If the data sets are independent from one another, and since you're working with binary variables (treatment/no treatment, infection/no infection), you can just chi-square the crap out of everything. Then just Bonferroni correct against multiple testing bias (set your statistical significance threshold at (0.05 / <number of tests>), assuming 0.05 would be the threshold you'd usually use. So with 12 tests, you'd accept p=0.004 as statistically significant). This is the way people usually do it in medicine/biology papers when working with a relatively small number of tests. People in the field are just so used to chi-square that it tends to be the best way to make your results understood (and easily compared to other studies), so we use it even when it's less than optimal. Whether it's appropriate or not depends a lot on your topic, your data, and how you discuss the results, as well as where the results are to be published.

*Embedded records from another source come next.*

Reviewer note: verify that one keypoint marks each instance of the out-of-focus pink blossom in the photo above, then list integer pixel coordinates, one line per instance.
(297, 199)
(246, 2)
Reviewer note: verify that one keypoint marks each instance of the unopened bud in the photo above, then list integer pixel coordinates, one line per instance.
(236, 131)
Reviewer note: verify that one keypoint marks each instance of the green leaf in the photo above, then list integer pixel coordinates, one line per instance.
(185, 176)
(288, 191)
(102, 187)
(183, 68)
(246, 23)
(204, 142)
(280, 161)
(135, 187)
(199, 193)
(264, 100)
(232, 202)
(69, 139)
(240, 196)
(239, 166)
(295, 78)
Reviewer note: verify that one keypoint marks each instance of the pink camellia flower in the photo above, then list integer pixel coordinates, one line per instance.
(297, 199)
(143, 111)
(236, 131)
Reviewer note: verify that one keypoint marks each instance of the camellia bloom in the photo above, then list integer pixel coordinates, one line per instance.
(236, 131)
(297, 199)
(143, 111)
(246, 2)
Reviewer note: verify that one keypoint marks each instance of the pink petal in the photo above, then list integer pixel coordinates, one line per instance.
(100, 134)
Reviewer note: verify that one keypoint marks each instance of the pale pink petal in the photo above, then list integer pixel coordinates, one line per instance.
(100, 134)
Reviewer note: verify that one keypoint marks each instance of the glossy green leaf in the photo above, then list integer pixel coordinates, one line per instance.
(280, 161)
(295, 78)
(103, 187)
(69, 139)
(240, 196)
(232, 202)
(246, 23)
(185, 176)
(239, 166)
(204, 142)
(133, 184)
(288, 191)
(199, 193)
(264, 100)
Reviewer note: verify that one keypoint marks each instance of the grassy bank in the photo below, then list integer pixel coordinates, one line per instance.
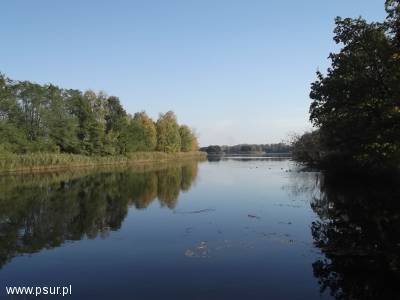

There are better ways to correct against multiple testing, but unfortunately anyone reviewing your study isn't likely to understand them, which will cause problems when trying to publish your results. In some cases it's justifiable to just ignore multiple testing bias (because frankly you can lose all of your statistical power to detect anything when using Bonferroni correction, as it's an extremely crude and conservative method), especially if you can present a replication of the results in another population, or if presenting potentially novel discoveries is your goal and replicate studies by other groups are the norm in your particular field.
It's not illegal to do both ANOVA and chi-square and present the results together in one table. It'd even make a kind of sense: with ANOVA you get the comparison between treatments you want, and with chi-square you can evaluate the effectiveness of any single treatment independently of the others.
To see which treatments change between generations, I'd just do a Chi-square to test for difference between generations within each treatment group.
edit: pretty much all of the above assumes that you have a non-treated control group. Otherwise the chi-square approach makes no sense and ANOVA is your friend.